The majority of the infants in this study were identified according to the AAP risk groups; however examination revealed that additional conditions, such as transient tachypnea, birth with fetal distress, meconium staining, maternal drug use, and maternal hypothyroidism were significant. This suggests that the AAP risk factors for hypoglycemia should be expanded.

Conclusion

In conclusion, our research revealed that 28.7% of the newborns in the group had a blood glucose level evaluation in the immediate postnatal period and the most common risk factor for hypoglycemia was LGA status. The frequency of postpartum hospitalization due to hypoglycemia was 2.5%, and the blood glucose value at the first hour was lower in the groups with multiple potential causes of hypoglycemia.
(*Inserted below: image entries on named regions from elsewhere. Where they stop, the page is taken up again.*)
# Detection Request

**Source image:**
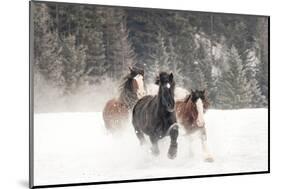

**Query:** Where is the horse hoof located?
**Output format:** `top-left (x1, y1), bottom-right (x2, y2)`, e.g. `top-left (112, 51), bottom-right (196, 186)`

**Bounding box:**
top-left (151, 148), bottom-right (160, 156)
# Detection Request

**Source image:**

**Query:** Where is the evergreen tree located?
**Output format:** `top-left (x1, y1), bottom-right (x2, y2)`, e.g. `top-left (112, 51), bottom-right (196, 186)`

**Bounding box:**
top-left (34, 4), bottom-right (64, 87)
top-left (245, 50), bottom-right (266, 108)
top-left (62, 36), bottom-right (86, 94)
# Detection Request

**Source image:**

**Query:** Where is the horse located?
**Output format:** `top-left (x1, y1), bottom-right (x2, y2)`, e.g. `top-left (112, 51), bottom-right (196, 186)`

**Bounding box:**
top-left (132, 72), bottom-right (178, 159)
top-left (176, 90), bottom-right (214, 162)
top-left (103, 67), bottom-right (145, 132)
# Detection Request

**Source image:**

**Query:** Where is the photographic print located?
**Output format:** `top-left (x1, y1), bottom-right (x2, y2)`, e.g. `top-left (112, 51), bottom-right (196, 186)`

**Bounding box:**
top-left (30, 1), bottom-right (269, 187)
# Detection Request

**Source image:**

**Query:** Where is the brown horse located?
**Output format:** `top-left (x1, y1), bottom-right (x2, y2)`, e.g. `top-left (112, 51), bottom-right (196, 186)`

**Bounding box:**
top-left (176, 90), bottom-right (213, 162)
top-left (103, 67), bottom-right (145, 131)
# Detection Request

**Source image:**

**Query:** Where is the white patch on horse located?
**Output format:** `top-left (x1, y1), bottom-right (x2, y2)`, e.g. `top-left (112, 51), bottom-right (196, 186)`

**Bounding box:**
top-left (196, 98), bottom-right (205, 127)
top-left (166, 83), bottom-right (171, 89)
top-left (134, 74), bottom-right (145, 99)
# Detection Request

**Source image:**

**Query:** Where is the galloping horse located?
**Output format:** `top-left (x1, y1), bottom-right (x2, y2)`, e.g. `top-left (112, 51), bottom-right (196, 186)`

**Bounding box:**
top-left (176, 90), bottom-right (213, 162)
top-left (103, 67), bottom-right (145, 131)
top-left (133, 72), bottom-right (178, 159)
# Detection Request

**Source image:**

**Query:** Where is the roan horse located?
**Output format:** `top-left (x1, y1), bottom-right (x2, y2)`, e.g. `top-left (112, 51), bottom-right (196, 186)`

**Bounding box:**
top-left (133, 72), bottom-right (178, 159)
top-left (103, 67), bottom-right (145, 132)
top-left (176, 90), bottom-right (214, 162)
It was determined that half of the patients who needed inpatient treatment would have been missed if follow-up was performed according to AAP criteria alone.

We believe that it is appropriate to determine the risk factors according to clinical unit data in the development of hypoglycemia for the first 48 hours postpartum and to establish follow-up criteria, to establish the follow-up guide with the data to be obtained from these babies, and to follow the babies in this guideline.